Here is the percentage breakdown in our teens, 20s, and 30s, through to our 80s.
How Americans spend their days, by age group
As you might expect, education takes more time in the younger years. Work and household responsibilities expand in the middle. Relaxation takes over in the later years.
This is based on data from the 2021 and 2022 American Time Use Surveys. I counted the total minutes spent on each activity and age group. Then I divided by the total minutes spent in each age group. So the percentages are averages.
The above are general activity categories, but ATUS provides more detailed classifications, which provide a better view of the everyday.
Most of the time
We use about 40% of our time for personal care, which includes sleep and grooming. The second biggest chunk of time goes to socializing, relaxing, and leisure.

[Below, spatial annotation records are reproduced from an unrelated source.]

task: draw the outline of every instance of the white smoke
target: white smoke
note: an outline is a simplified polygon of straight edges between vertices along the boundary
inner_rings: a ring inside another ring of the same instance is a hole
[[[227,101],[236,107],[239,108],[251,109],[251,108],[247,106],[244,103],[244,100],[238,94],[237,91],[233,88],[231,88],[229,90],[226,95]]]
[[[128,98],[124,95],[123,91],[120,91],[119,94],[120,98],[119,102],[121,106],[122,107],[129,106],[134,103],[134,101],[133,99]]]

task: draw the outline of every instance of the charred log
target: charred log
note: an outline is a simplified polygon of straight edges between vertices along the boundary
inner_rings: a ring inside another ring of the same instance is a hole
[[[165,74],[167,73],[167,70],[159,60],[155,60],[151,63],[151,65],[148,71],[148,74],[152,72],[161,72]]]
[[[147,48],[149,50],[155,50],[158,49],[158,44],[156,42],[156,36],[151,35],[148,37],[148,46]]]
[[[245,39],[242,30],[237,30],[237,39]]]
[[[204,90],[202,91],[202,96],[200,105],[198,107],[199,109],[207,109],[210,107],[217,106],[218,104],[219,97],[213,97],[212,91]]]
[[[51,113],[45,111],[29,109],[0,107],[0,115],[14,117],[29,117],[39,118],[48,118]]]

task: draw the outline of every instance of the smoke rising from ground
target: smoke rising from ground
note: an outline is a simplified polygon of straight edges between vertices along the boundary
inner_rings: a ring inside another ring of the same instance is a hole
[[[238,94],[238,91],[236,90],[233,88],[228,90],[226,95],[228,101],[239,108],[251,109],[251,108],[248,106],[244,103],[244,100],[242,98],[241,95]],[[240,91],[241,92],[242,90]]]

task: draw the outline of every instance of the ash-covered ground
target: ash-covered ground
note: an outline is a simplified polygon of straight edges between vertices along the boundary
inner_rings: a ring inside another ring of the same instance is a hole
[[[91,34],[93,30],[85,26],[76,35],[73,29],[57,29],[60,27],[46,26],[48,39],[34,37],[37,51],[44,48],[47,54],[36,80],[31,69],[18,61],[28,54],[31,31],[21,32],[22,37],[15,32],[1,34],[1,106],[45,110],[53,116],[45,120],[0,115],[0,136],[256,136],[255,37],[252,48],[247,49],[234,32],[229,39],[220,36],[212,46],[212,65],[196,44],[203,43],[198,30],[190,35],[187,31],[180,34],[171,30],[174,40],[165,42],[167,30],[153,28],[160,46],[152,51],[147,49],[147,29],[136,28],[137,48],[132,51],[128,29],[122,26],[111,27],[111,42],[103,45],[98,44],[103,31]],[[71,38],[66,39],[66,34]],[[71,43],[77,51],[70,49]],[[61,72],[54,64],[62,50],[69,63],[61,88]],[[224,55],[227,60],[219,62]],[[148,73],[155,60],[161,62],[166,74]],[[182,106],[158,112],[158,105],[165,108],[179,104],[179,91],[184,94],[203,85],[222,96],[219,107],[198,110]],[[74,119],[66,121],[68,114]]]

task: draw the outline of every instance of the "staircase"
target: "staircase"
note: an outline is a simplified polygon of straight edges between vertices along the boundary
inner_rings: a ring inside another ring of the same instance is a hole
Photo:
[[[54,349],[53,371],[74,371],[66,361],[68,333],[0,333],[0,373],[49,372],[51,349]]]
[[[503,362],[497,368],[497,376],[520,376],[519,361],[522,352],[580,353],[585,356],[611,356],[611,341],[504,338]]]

Time for socializing, relaxing, and leisure more than doubles from our 30s. Although a lot of that seems to go towards watching television and not so much the socializing. This seems right, but I’m not sure I look forward to that.
A lot of the time
Work and work-related activities peak in our 40s.
Education is part going to class and part homework and uses a chunk of time, but it’s lower than I expected. School just seemed like all the time when I was young. Maybe not?
Household activities pick up later.
Not everyone works and not everyone goes to school, so a breakdown by work status could be useful here.
Some of the time
In between the main activities in our everyday, we use the minutes in between to do everything else. Commute, caring for others if we have kids (or an older parent), shopping, and telephone calls.
The peak for exercise in the teen years jumps out. My waistline seems to confirm.
Rest of the time
Then there are the less everyday things.
Notes
The data comes from the 2021-2022 American Time Use Survey, which I downloaded via IPUMS. I processed the data in Python. I analyzed and visualized the data in R. I edited in Illustrator.